16-09-2024 - JP
Vale a pena pensar no ataque à luz da guerra geral do Irã contra Israel na região, usando seus representantes, em vez de vê-lo em um contexto puramente centrado nos Houthis.
O ataque com mísseis Houthi contra Israel no domingo foi um movimento importante para o regime iraniano.
O ataque foi parte da guerra geral do Irã contra Israel na região, usando seus representantes, e não simplesmente em um contexto centrado em Houthi. O grupo alegou usar um míssil "hipersônico", uma alegação que se encaixa com as alegações do Irã de desenvolver um míssil hipersônico no ano passado. Isso é parte do plano de guerra multifrontal iraniano contra Israel, uma guerra lançada pelo Hamas em 7 de outubro de 2023.
A mídia estatal iraniana anunciou o ataque Houthi em um artigo na IRNA na segunda-feira. Ela citou o Ministro das Relações Exteriores do Iêmen Shaya Mohsen Al-Zindani dizendo que “as forças armadas do país miraram o coração de Israel com mísseis para enviar uma mensagem ao regime sionista de que não é seguro”.

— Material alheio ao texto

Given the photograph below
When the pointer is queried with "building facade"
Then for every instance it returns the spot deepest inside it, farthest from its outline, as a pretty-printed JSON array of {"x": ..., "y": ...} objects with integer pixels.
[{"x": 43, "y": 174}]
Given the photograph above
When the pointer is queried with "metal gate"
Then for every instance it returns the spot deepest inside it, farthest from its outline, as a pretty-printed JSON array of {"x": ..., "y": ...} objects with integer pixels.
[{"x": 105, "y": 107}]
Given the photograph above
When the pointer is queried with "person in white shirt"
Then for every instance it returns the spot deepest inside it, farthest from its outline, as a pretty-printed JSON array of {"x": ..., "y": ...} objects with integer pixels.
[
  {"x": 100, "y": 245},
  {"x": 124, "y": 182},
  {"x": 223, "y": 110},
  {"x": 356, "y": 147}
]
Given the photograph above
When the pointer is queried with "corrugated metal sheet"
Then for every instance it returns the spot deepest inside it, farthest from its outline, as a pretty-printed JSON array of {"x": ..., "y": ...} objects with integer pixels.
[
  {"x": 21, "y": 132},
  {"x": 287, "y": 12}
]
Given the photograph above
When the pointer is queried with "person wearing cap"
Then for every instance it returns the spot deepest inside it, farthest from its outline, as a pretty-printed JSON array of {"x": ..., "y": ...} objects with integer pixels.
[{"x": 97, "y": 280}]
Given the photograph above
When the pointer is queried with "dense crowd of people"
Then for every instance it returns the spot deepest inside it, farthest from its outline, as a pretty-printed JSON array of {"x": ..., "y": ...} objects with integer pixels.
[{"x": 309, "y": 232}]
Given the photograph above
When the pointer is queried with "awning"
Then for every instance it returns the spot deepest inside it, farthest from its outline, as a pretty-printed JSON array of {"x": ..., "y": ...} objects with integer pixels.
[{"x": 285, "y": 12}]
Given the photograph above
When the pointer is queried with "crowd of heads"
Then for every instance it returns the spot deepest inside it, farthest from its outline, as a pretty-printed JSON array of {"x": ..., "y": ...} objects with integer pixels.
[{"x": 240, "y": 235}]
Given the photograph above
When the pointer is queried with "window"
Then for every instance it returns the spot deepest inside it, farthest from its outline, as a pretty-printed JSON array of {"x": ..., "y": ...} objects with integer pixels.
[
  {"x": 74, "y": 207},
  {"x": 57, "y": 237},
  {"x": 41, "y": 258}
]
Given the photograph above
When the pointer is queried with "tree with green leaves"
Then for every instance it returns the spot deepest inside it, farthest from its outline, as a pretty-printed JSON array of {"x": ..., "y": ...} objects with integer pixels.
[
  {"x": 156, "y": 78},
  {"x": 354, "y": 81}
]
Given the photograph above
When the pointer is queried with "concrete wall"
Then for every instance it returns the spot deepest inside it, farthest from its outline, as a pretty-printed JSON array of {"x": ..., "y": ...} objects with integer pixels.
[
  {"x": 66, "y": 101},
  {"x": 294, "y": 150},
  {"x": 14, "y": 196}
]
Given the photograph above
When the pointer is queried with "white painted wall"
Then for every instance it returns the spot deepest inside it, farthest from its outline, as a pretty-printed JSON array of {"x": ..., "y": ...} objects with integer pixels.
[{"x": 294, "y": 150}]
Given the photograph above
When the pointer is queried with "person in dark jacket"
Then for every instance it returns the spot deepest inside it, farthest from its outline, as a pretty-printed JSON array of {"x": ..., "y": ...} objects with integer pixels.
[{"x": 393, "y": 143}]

Os próprios Houthis fizeram uma declaração à mídia pró-iraniana Al-Mayadeen na noite de domingo, observando que suas “forças armadas estão desenvolvendo suas capacidades após o confronto com a coalizão saudita e que eles foram capazes de expandir suas capacidades em vários campos”.
A alegação deles é assim: Anos de guerra contra a Arábia Saudita, entre 2015 e 2022, ajudaram os Houthis a galvanizar suas habilidades. O grupo foi apoiado pelo Irã na guerra contra a Arábia Saudita e tentou capturar Aden no Iêmen em 2015, à beira de tomar uma faixa do país.
Os sauditas lideraram vários países árabes a intervir no Iêmen para apoiar o governo, que estava nas cordas. Os houthis resistiram e obtiveram apoio do Irã, e logo conseguiram atacar Riad com mísseis balísticos.
Uma curva de aprendizagem
Os Houthis pegaram o conhecimento que ganharam com aquela guerra e misturaram com o apoio iraniano, e agora estão atacando Israel. A guerra com a Arábia Saudita foi uma curva protótipo para os Houthis e o Irã. A China intermediou a reconciliação saudita-iraniana entre 2022 e 2023, que lançou as bases para os Houthis atacarem Israel em apoio ao Hamas.
Agora, o Irã provavelmente está usando os Houthis para testar sistemas de armas contra Israel, como mísseis balísticos. Os Houthis são o banco de testes do Irã, uma espécie de garagem de terrorismo na qual Teerã testa diferentes armas e as conserta. Por exemplo, o Irã exportou seus drones Shahed para os Houthis em 2020-2021 antes de exportá-los para a Rússia para uso contra a Ucrânia em 2022.
Os Houthis estão animados com seu ataque de mísseis contra Israel, gabando-se disso no relatório para Al-Mayadeen, que também apareceu na IRNA, que “mísseis iemenitas miram e atingem alvos marítimos em movimento… [com o ataque a Israel, aqui] é outra arma importante que será usada no momento certo.”